An der Brücke hinten links gibt`s ein Hostal. Egal, was ein Zimmer kostet, ich nehme es. Elke kommt, der Juniorchef spendiert uns eine große Flasche kaltes Wasser. Das Zimmer ist okay. Bar jeder Vernunft lasse ich mich mit allen Klamotten am Körper aufs Bett fallen, versinke in den Tiefschlaf. Halb sieben, es hilft nichts, stehe auf, der Schüttelfrost hat sich gelegt, die Unterwäsche muß ausgewaschen werden, Elke bleibt noch ein bisschen liegen, ich beeile mich, der Laden nebenan macht gleich zu. Ist doch toll, wie schnell man regeneriert.

Beeindruckend die mittelalterliche Brücke mit ihren 20 Bögen. Sie wurde berühmt durch den leonesischen Ritter Suero de Quinones.
Er soll während des Heiligen Jahres 1434 in der Zeit vom 10. Juli bis 9. August auf dieser Brücke alle vorbeikommenden pilgernden Ritter herausgefordert und, so heißt es, dreihundert Lanzen siegreich geritten haben. Er tat dies aus einer Verpflichtung einer Dame gegenüber, namens Dona Leonor de Tovar.
Die Besiegten verpflichtete er, fortan keine Pilger mehr zu berauben, sodass diese weiter ungehindert nach Santiago reisen konnten.
Suero de Quinones selbst pilgerte im Anschluss der Wettkämpfe zum Sant`iago nach Compostela. Das Blaue Band der Dame mit der Liebeserklärung an ihren Ritter soll in der Reliquienkapelle von Santiago aufbewahrt sein.

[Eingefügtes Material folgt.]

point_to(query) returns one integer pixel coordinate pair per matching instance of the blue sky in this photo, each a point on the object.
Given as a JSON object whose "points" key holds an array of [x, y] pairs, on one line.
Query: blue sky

Zitat spanische Webseite: „Seit 1997 werden am ersten Juniwochenende im Hospital de Orbigo die mittelalterlichen Turniere abgehalten, die als „Paso Honroso“ (Ehrenhafter Durchgang) bekannt sind. In Erinnerung an diese Heldentat und als Touristenattraktion wurde das Fest zum regionalen touristischen Interesse erklärt. Tausende Damen, Ritter, Kaufleute, Bauern, Könige, Hexen, Hofnarren, Mönche, Gastwirte … alle in ihren schönsten Kleidern, mit Schildern, Schwertern und Musik, füllen die mit Bannern und Flaggen geschmückten Straßen der Stadt, Märkte und Gasthäuser. Das Festival erreicht seinen Höhepunkt am Sonntagnachmittag mit dem Großen Turnier im Palenque, bei dem die Ritter mit ihren Damen und Knappen erscheinen, um sich auf dem Rücken ihrer Pferde mit den Lanzen gegenüberzutreten und so den Sieg des Sohnes des Grafen von Quiñones nachzubilden.“
In seinem Buch Iberia. Reisen und Gedanken (1968.69) läßt James A. Michener, Pulitzer-Preisträger, den Cronista von Leon, Don Angel Suarez Ema, zu Wort kommen. Er bestätigt im wesentlichen obige Geschichte, kann aber mit mehr Details aufwarten, die hier wiederzugeben zu umfangreich wäre
Eintausend Jahre zuvor soll sich 434 auf der Brücke ein fürchterliches Gemetzel abgespielt haben. Die Westgoten schlachteten danach die hier lebenden Sueben ab. König Alfons III. (9./10. Jh.) hatte die Brücke als Schauplatz für seinen Kampf gegen die Mauren genutzt; während die Bewohner des Landstrichs sie seit römischer Zeit als Teil des Viehtrasse Camino de la Canada ansahen.